A cena de sua morte é, com certeza, chocante, mas, ao mesmo tempo, não parece combinar com a astúcia e força da protagonista. Os últimos acontecimentos do filme, durante o casamento de Al, satisfazem o público e o consola de uma certa forma - principalmente por ter sido feito de uma maneira tão original e cativante – contudo, é difícil não ficar um pouco desapontado com o final de Cassandra. Ainda mais se tratando de um assunto tão delicado, todo cuidado é pouco – você irá amar, ou odiar (#timefinaisfelizes)

Porém, Bela Vingança não é o tipo de filme que alguém irá assistir para se sentir feliz. Muito pelo contrário. A produção desfruta de seu humor sombrio do começo ao fim, deixando os espectadores com certa angústia, mesmo dias depois de assisti-lo. Se esse era o objetivo de Emerald Fennell, então ela acertou em cheio!
Direto onde machuca!
Fazendo jus ao nome e ao tom crítico do filme, Bela Vingança fisga a atenção do público, sem deixar de lado alguns aspectos importantes. Sua narrativa é construída de modo que, embora os homens sejam os principais antagonistas da obra, o verdadeiro vilão aqui é a cultura que cultivamos em nossa sociedade.

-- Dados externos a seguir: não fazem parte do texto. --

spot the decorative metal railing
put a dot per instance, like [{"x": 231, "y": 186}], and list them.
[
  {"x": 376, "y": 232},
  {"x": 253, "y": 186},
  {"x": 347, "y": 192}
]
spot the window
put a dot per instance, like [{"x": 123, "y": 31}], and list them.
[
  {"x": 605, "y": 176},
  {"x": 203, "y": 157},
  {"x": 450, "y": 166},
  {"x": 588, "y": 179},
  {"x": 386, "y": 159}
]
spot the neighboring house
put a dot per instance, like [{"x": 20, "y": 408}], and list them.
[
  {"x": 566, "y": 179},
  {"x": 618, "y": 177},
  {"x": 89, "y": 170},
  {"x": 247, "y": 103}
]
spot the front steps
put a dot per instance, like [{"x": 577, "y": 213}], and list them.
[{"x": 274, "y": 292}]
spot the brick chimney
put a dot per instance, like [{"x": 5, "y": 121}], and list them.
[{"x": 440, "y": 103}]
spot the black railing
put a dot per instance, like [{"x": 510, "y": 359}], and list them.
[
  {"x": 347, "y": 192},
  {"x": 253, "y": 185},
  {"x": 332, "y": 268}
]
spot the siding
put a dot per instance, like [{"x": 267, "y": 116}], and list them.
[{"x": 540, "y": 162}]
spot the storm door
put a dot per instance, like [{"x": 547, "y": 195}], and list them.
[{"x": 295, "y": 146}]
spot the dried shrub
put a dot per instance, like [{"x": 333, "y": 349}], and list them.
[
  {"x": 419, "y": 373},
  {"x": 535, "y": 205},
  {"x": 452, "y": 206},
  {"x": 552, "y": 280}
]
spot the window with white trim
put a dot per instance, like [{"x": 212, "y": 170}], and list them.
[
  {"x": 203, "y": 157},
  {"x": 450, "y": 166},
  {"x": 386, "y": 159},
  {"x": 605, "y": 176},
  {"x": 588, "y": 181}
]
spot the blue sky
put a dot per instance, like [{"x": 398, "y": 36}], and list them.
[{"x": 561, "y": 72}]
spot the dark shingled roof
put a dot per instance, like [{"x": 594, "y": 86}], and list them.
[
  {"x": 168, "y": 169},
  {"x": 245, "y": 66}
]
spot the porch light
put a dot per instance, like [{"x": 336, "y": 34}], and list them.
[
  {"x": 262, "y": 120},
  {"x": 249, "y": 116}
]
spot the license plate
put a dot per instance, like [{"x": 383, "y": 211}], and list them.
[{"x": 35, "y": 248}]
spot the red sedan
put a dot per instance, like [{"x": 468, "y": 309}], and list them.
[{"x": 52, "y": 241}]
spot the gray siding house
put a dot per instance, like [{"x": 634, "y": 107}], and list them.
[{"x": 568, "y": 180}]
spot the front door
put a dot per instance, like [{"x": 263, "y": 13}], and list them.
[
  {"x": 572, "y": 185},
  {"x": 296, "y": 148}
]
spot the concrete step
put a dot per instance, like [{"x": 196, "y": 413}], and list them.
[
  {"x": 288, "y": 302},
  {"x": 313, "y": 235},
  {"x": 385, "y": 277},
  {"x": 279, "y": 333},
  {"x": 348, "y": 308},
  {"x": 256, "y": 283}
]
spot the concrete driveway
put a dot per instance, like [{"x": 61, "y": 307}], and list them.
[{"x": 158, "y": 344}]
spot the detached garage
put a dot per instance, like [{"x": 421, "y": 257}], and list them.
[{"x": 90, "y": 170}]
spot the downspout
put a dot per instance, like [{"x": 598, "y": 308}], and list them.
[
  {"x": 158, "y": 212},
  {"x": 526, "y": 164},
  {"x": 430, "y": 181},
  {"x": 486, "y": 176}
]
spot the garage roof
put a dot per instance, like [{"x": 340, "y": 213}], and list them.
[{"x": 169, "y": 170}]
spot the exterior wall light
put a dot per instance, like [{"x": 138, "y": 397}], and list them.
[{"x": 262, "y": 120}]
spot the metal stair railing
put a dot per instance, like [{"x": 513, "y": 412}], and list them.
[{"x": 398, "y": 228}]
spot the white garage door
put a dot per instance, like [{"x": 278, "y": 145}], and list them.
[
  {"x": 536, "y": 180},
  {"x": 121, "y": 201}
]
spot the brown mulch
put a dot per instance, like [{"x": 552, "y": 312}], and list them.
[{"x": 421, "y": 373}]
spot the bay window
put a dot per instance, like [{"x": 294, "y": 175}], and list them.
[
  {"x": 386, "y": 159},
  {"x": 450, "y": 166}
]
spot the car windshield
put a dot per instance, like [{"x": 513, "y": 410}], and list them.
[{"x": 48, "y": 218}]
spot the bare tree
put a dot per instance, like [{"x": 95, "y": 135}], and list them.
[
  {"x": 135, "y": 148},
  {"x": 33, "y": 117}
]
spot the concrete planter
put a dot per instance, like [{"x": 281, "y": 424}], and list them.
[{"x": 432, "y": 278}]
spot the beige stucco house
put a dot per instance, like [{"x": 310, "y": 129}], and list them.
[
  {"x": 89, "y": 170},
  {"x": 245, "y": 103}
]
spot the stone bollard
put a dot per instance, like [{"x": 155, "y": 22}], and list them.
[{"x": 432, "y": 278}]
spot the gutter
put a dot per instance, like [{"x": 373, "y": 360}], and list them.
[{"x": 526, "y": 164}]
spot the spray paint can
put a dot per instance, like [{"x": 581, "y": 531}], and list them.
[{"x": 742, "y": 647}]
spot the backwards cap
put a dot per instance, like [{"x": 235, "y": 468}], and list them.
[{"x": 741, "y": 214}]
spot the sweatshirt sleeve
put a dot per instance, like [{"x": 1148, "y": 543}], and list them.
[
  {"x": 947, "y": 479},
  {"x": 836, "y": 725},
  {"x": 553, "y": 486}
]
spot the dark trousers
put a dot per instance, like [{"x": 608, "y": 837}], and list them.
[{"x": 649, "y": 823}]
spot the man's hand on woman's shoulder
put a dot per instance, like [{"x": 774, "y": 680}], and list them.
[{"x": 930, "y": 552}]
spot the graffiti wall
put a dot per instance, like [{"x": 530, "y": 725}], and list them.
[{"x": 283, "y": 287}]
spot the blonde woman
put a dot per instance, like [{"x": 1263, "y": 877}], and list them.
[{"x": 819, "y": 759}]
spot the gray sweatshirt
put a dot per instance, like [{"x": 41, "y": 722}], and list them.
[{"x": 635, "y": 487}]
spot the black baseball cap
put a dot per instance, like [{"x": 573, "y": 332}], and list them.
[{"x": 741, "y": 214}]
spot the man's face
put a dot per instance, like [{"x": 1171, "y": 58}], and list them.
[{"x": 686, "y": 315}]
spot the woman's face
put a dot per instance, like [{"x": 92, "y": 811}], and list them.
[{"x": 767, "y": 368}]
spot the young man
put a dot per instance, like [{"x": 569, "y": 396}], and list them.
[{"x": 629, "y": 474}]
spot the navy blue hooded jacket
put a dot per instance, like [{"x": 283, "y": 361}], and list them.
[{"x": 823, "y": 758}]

Isso fica claramente visível ao se analisar personagens como Madison (Alison Brie) ou a Diretora Walker (Connie Britton). Elas escolhem fechar (ou por uma venda sobre) os olhos, em uma justificativa ultrapassada de que “garotos estão somente sendo garotos” e “ela devia ter se cuidado mais”. Além disso, a construção do elenco foi muito bem feita, contando com vários atores de aparência pouco ameaçadora - Adam Brody (The O.C.), Christopher Mintz-Plasse (Superbad), e Max Greenfield (New Girl) - Fennell se torna ainda mais bem sucedida em transmitir sua mensagem de que qualquer um pode ser afetado pelos valores sexistas que propagamos.

Uma produção capaz de levantar tais questões, ao mesmo tempo que brinca com romance, terror e comédia (especialmente nas cenas entre Cassandra e Ryan), já merece uma salva de palmas! Algumas coisas poderiam ser feitas de outra forma, mas, de maneira geral, o filme surpreende positivamente. Ele é original, inteligente, e com o toque certo de ironia - muito mais do que apenas um filme sobre vingança!